3)        Perbedaan kekuatan berlaku dan mengikatnya:
Dengan diundangkannya suatu peraturan di dalam Lembaran Negara atau Berita Negara, maka peraturan tersebut memiliki daya berlaku dan mengikat umum (binding force). Sebagaimana dinyatakan dalam Pasal 87 UU P3 “Peraturan Perundang-undangan mulai berlaku dan mempunyai kekuatan mengikat pada tanggal diundangkan, kecuali ditentukan lain di dalam Peraturan Perundang-undangan yang bersangkutan.” Hal tersebut dimaksudkan agar semua orang mengetahui adanya peraturan yang dimaksud sehingga dengan dimikian berlakulah asas fiksi hukum “Iedereen wordht geacht de wet te kennen.” Artinya setiap orang dianggap mengetahui hukum. Oleh karena itu tidak ada alasan bagi yang melanggar hukum bahwa ia tidak mengetahui hukumnya.[5]

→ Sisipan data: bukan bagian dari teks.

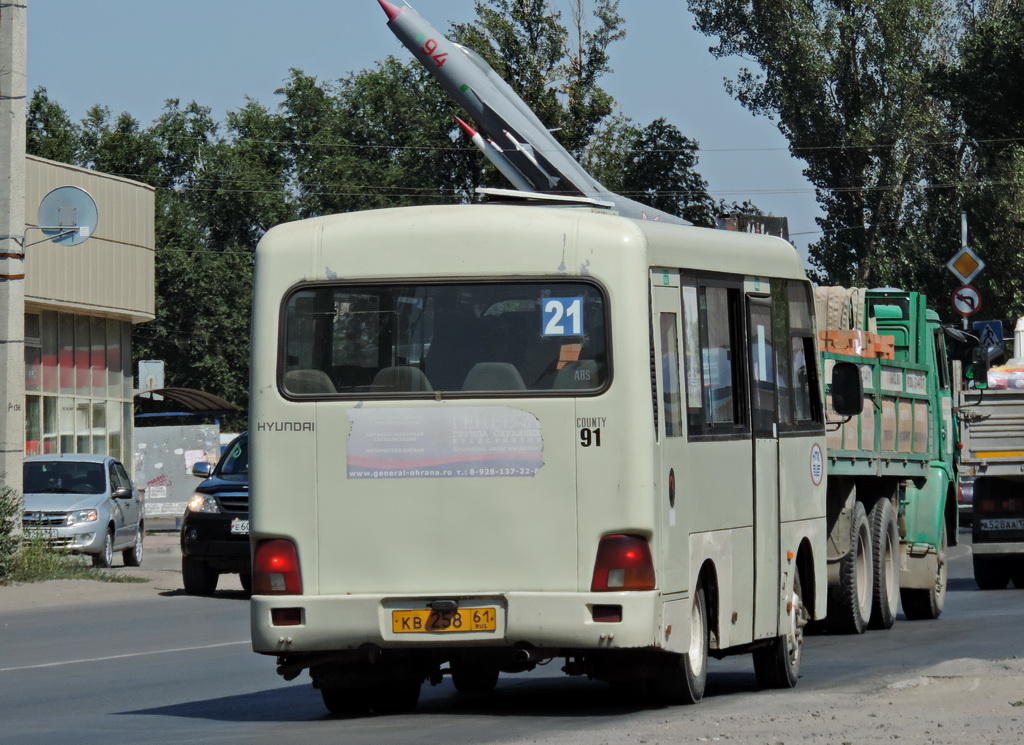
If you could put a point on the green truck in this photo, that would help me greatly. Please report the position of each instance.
(892, 470)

Suatu keputusan/ketetapan tidak dipersyaratkan untuk diundangkan dalam Lembaran Negara atau Berita Negara karena keputusan/ketetapan tidak dimaksudkan untuk berlaku dan mengikat umum.[6]

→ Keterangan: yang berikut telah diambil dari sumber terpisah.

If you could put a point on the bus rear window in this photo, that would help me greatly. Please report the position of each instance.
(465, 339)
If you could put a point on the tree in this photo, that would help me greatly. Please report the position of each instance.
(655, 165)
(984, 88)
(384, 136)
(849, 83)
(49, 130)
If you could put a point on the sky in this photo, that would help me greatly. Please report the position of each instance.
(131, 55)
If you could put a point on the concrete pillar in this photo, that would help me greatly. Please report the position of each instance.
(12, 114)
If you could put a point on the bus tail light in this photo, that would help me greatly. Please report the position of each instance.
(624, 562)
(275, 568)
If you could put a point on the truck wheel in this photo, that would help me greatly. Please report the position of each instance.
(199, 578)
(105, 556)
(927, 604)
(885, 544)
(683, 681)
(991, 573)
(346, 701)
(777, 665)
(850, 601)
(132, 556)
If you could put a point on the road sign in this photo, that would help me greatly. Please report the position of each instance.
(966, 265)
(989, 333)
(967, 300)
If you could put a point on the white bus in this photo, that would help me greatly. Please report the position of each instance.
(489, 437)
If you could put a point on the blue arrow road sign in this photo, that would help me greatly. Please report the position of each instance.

      Berdasarkan penjelasan-penjelasan diatas jelaslah bahwa harus dibedakan antara peraturan dan keputusan. Karena keduanya memliki perbedaan yang prinsip, baik dari segi isi, penggunaan, serta kekuatan berlaku dan mengikatnya.[7] Sebagaimana dikatakan oleh Jimly Asshiddiqie bahwa pengaturan yang menghasilkan norma yang bersifat mengatur (regelingsdaad) seharusnya tidak dituangkan dan disebut dengan istilah lain kecuali “peraturan.”[8]
 
      Kesalahan atau kekeliruan dalam prosedur pembentukan suatu kaidah hukum akan berimplikasi pada keabsahan kaidah tersebut dan oleh karenanya dapat dimintakan pengujian melalui pengujian formil kepada lembaga yang berwenang (uji formil undang-undang melalui MK, uji formil peraturan perundang-undangan melalui MA, dan pengujian formil KTUN melalui PTUN). Pengujian formil itu sendiri menyangkut penilaian dan pengujian terhadap ketepatan bentuk (peraturan atau keputusan/ketetapan), lembaga/pejabat yang berwenang membentuknya, tata cara pembentukannya dan hal-hal lain yang tidak termasuk kedalam cakupan uji materi. 
   Kesalahan atau kekeliruan dari segi substansi/materi muatan suatu kaidah hukum akan mengakibatkan dokumen tersebut diuji materi (materiil reviview) dan dibatalkan oleh lembaga yang berwenang mengujinya. Pengujian dari segi materi ini sesuai dengan namanya tentu saja merupakan suatu penilaian atas ketepatan dan kesesuian materi atau isi daripada suatu kaidah hukum.
      Demikian juga kekeliruan penggunaan dan penuangan kaidah hukum yang seharusnya diberi baju hukum "peraturan" menjadi "keputusan" atau sebaliknya, menurut penulis dapat dimohonkan pengujian secara formil.



[1]Maria Farida Indrati, Ilmu Perundang-undangan (Jenis, Fungsi, dan Materi Muatan), Kanisius, Yogyakarta, 2007, hlm. 30.
[2] Lihat Ridwan H.R, Hukum Administrasi Negara, RajaGrafindo Persada, Jakarta, 2006, hlm. 133-148. Dan Jimly Asshiddqie, Hukum Acara Pengujian Undang-Undang, Sinar Grafika, Jakarta, 2010, hlm. 2.
[3] Vide Pasal 1 angka 2 Undang-undang No. 12 Tahun 2011 tentang Pembentukan Peraturan Perundang-undangan.
[4] Sejak adanya UU No. 10 Tahun 2004 tentang Pembentukan Peraturan Perundang-undangan, ketentuan itu sudah diatur dalam undang-undang tersebut, tepatnya pada Pasal 56 sebagai upaya untuk melakukan purifikasi antara peraturan dan keputusan.
[5] Lia Riesta Dewi dan Arief Ainul Yaqin, Mengenal Hukum melalui Pengantar Hukum, Dinas Pendidikan Provinsi Banten, Serang, 2012, hlm. 54.
[6] Lihat Bab IX (Pengundangan) UU No. 12 Tahun 2011. Bab tersebut mengatur syarat dan tata cara pengundangan peraturan perundang-undangan sebagai syarat berlaku dan mengikatnya peraturan yang dimaksud.
[7] Menurut Ridwan H.R., Keputusan/Ketetapan (beschikking) adalah instrumen yang digunakan oleh organ pemerintahan untuk mengatur peristiwa konkret dan individual dalam bidang administrasi dilingkungan organ pemerintahan tersebut.
[8] Jimly Asshiddiqie, Perihal Undang-Undang, RajaGrafindo Persada, Jakarta, 2010, hlm. 8.